Among the key components of this process is the implementation of the Quantum Fourier Transform (QFT), which extracts critical periodic values that are pertinent to refining the factorization process through the extraction of periodic values. Theoretically, a quantum computer capable of processing large integers could be able to break down the RSA encryption into smaller chunks of data within a matter of hours or perhaps minutes, effectively rendering the security of the encryption susceptible. 

As quantum computing advances, the security implications for cryptographic systems such as RSA are under increasing threat, necessitating that quantum-resistant encryption methodologies must be developed. There is a significant threat posed by quantum computers being able to decrypt such encryption mechanisms, and this could pose a substantial challenge to current cybersecurity frameworks, underscoring the importance of continuing to improve quantum-resistant cryptographic methods. 

The classical computing system uses binary bits for the representation of data, which are either zero or one digits. Quantum computers on the other hand use quantum bits, also called qubits, which are capable of occupying multiple states at the same time as a result of the superposition principle. As a result of this fundamental distinction, quantum computers can perform highly complex computations much faster than classical machines, which are capable of performing highly complex computations. 

As an example of the magnitude of this progress, Google reported a complex calculation that it successfully performed within a matter of seconds on its quantum processor, whereas conventional computing technology would have taken approximately 10,000 years to accomplish. Among the various domains in which quantum computing can be applied, a significant advantage can be seen when it comes to rapidly processing vast datasets, such as the artificial intelligence and machine learning space. 

As a result of this computational power, there are also cybersecurity concerns, as it may undermine existing encryption protocols by enabling the decryption of secure data at an unprecedented rate, which would undermine existing encryption protocols. As a result of quantum computing, it is now possible for long-established cryptographic systems to be compromised by quantum computers, raising serious concerns about the future security of the internet. However, there are several important caveats to the recent study conducted by Chinese researchers which should be taken into account. 

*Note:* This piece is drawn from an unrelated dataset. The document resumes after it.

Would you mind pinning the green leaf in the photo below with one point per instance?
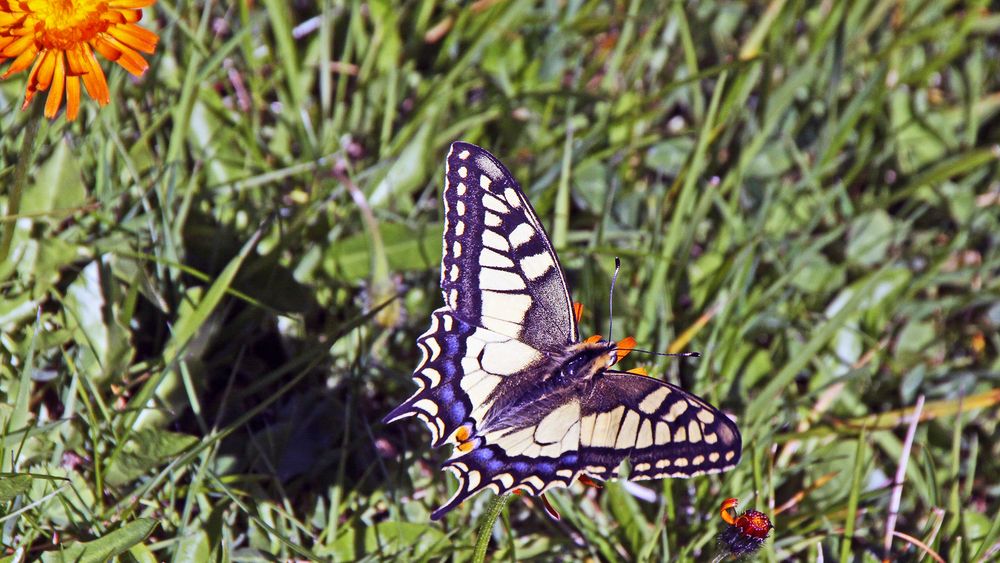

In the experiment, RSA encryption keys were used based on a 50-bit integer, which is considerably smaller and less complex than the encryption standards used today in security protocols that are far more sophisticated. RSA encryption is a method of encrypting data that relies on the mathematical difficulty of factoring large prime numbers or integers—complete numbers that cannot be divided into smaller fractions by factors. 

To increase the security of the encryption, the process is exponentially more complicated with larger integers, resulting in a greater degree of complexity. Although the study by Shanghai University proved that 50-bit integers can be decrypted successfully, as Ron Rivest, Adi Shamir, and Leonard Adleman have stressed to me, this achievement has no bearing on breaking the 2048-bit encryption commonly used in current RSA implementations. This achievement, however, is far from achieving any breakthrough in RSA. As a proof of concept, the experiment serves rather as a potential threat to global cybersecurity rather than as an immediate threat. 

It was demonstrated in the study that quantum computers are capable of decrypting relatively simple RSA encryption keys, however, they are unable to crack the more robust encryption protocols that are currently used to protect sensitive digital communications. The RSA algorithm, as highlighted by RSA Security, is the basis for all encryption frameworks across the World Wide Web, which means that almost all internet users have a vested interest in whether or not these cryptographic protections remain reliable for as long as possible. Even though this experiment does not signal an imminent crisis, it certainly emphasizes the importance of continuing to be vigilant as quantum computing technology advances in the future.